Antonio Marcus Machado
Economista e professor universitário
Meu amigo Tom Tinder é uma pessoa muito sensata e bem preparada. É advogado norte-americano e trabalha naquele país colaborando para a celeridade da justiça. É um conciliador. Busca, com sua sensibilidade, inteligência, preparo acadêmico e experiência de vida, conciliar partes em litígio. Assim procedendo permite que um juiz se dedique e estude causas mais complexas, de maior externalidade e quando um acordo não é atingido. O sistema jurídico norte-americano agradece muito a existência dos conciliadores. Aqui no Brasil, a estratégia de conciliação já existe e ficou mais conhecida agora com as matérias divulgadas e dramatizadas pelo "Fantástico". Uma dramatização que em verdade não representa a verdadeira atuação dos conciliadores, destacando principalmente apenas a natureza dos casos em questão. Habituado a trabalhar em consultoria empresarial eu sei o quanto é difícil e exigente a função de buscar o entendimento e o consenso em campos divergentes. É preciso ter ética, capacidade de análise e saber conduzir os argumentos para um benefício mútuo. Em um país em que tanto se fala sobre a lentidão da justiça nada mais importante que saber da existência desses trabalhadores que atuam com hora marcada, ininterruptamente em seu horário de trabalho.

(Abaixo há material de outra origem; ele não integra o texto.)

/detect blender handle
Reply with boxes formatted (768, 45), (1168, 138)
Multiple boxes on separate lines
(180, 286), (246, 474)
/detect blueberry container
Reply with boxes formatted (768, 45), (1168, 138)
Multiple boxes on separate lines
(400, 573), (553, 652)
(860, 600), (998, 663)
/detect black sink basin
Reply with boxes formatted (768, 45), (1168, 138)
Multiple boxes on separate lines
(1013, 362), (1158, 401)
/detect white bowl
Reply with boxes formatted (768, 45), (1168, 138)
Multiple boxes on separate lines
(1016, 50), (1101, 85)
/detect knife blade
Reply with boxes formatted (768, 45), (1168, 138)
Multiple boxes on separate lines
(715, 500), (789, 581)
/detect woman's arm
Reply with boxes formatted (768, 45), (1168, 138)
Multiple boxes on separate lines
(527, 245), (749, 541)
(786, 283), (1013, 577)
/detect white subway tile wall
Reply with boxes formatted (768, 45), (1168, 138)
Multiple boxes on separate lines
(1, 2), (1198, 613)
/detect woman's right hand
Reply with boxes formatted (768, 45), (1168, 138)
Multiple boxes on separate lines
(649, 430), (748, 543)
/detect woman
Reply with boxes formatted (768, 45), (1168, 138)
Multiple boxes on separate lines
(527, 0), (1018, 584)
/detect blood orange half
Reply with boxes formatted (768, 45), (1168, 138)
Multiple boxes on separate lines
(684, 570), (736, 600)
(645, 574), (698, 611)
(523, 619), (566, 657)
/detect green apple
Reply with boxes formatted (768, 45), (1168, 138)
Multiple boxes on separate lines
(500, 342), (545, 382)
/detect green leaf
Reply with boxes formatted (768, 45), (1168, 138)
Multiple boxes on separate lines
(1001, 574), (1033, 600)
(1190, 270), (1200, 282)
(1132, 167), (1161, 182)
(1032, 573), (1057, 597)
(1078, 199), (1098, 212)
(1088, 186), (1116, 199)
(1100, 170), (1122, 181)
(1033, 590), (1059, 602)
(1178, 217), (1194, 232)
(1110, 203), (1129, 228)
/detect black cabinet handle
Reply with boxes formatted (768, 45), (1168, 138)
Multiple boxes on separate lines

A imprensa local, em algumas ocasiões, tem comentado que o CNJ, Conselho Nacional de Justiça, tem exigido que esses cargos, hoje comissionados, passem a ser concursados. Essa síndrome de engessamento do setor público com a efetivação de funcionários virou moda, como se fosse um antídoto à corrupção ou à incompetência. Na minha percepção esse é um grande equívoco e aumenta o custeio público de forma irredutível. O setor público tem que aprender a ser flexível como as empresas, que não tem cargos efetivos. Criar mecanismos de avaliação de desempenho punindo os relapsos com demissão e prestigiando os produtivos com ascensão ou continuidade. Mesmo sem serem efetivas, muitas pessoas permanecem em empresas privadas por serem competentes e trabalhadoras, às vezes até nelas se aposentando. Eu leciono na mesma Instituição de Ensino há mais de 15 anos e não tenho a certeza assegurada que nela estarei no próximo semestre. Tudo depende do meu desempenho profissional. O que me protege é apenas uma multa de 40% em caso de demissão sem justa causa. Nada mais. Creio que sou uma das poucas vozes que defendem que o combate aos cargos comissionados não é o caminho para reduzir ou eliminar a incompetência e a lentidão do setor público. Isso pode até perenizar essa situação. Quem nomeia mal teria que ser exemplarmente punido, junto com o nomeado.